In recent years, more and more Americans have started observing the occasion with Cinco de Mayo parties, as an opportunity to celebrate Mexican culture. (“Celebrating Mexican culture” is really just another way of saying “drinking tequila”.)
Growing up in the Midlands of South Carolina in the 1960’s, I was not exposed to very much Hispanic tradition. Most of what I knew about Mexico was what I had gleaned from my visits to “South of the Border” in Dillon County on I-95. (Years later, I was taken aback to learn that the convenience stores in Mexico are NOT lined with wall-to-wall video poker machines.)
In high school, circa 1970, when I was mandated by state law to study a foreign language, I was given a choice between Spanish or French. I wanted to choose the one which would be most useful in my later life, so naturally I chose French. What possible use would I ever have for Spanish? Where was I more likely to travel? Paris or El Burrito?
Then, in the early 80’s, when the Shealy family was flown to Los Angeles to appear on the show “Family Feud” – true story, we’ll get to it another time – we were asked the now famous “Mexican food” question. Richard Dawson, the shows host, announces: “One hundred Americans surveyed, top five answers on the board… Name your favorite Mexican food!”
Blank stares from the Shealy family. It was the early 80’s, before the Age of Taco Bell, and we were from Lexington County, in the middle of the Deep South, home of grits, fatback, and collard greens. We were having trouble thinking of ONE Mexican food, let alone five!
Over the years, I’ve tried to gain a better understanding of our neighbors to the south. I like some of their traditions, especially the one about taking a nap in the middle of every afternoon: the siesta! Now that’s a tradition I could learn to love, especially at my age. Granted, the hour out of the workday probably hasn’t been the greatest stimulus for their national economy… gross national product, gross domestic product, etc. But pesos aren’t everything, right? I vote for the nap.

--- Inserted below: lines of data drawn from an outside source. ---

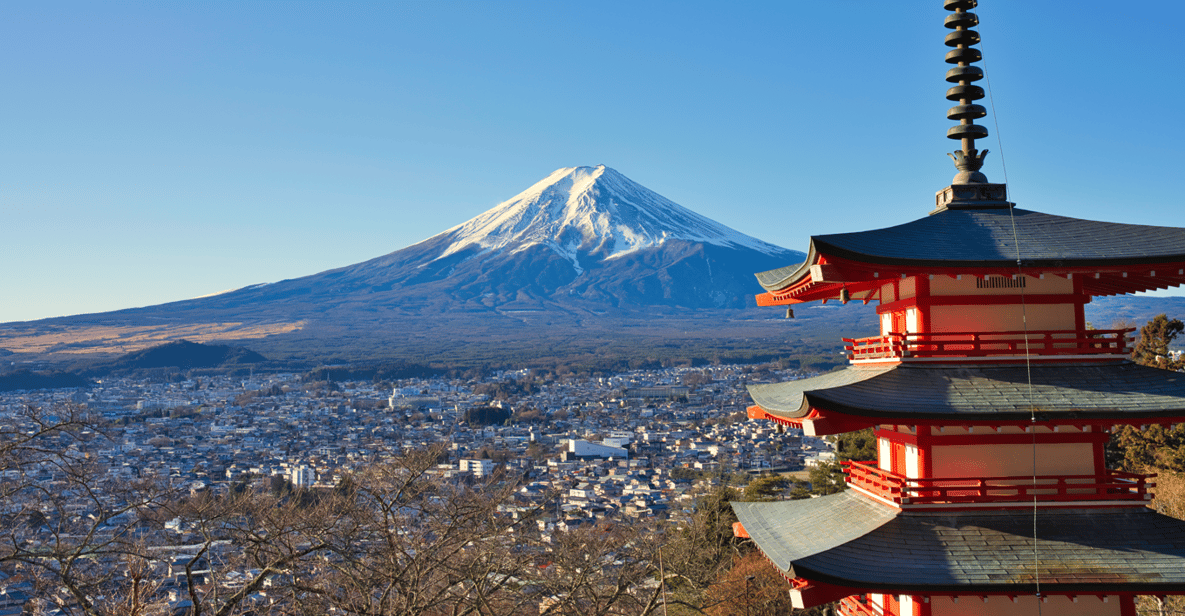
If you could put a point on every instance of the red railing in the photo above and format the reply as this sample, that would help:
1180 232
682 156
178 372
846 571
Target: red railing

Now, the “worm-in-the-beer” tradition… I’m not so sure about that one. (You have to drink some pretty nasty beer to get to that worm!)
Until recently, I always thought Cinco de Mayo was Mexican Independence Day. Not so. May 5th commemorate the day in the 1860’s the Mexicans beat the French! Frankly, I think it’s an awful lot of hoopla to celebrate beating an army of chefs and artists. The Girl Scouts could beat the French.
The actual Mexican Independence Day is later in the year, September 16th. We Americans celebrate that time of the year, but we call it a different name: Football Season!
Since we don’t really pay attention to Mexico in September, I’ll continue to think of Cinco de Mayo as their national celebration.
All of which brings me to the issue that seems to be weighing heavy on the American consciousness these days: Illegal Immigration.
Why are all those Mexicans coming here?
Why do the leave a homeland where they can take a nap every afternoon, to come pick our produce, wash our dishes, roof our houses, and dig our ditches? Why are they leaving their families and risking their lives for the tablescraps from the American feast of opportunity?
They’re willing to overcome many obstacles and hardships -- even imprisonment – for a taste at our free enterprise system. They’re breaking our laws to be here.
Some people see it as evidence that they are somehow substandard. I see it as evidence that they are endowed with the same human spirit which drives us all toward freedom.
I know I should be angrier that these illegal immigrants seem to find ways to stay here in spite of our laws… but I guess I’m just grateful that I’m lucky enough to have been born here.
In observance of Mexico’s May 5th, I’ll be celebrating America’s July 4th.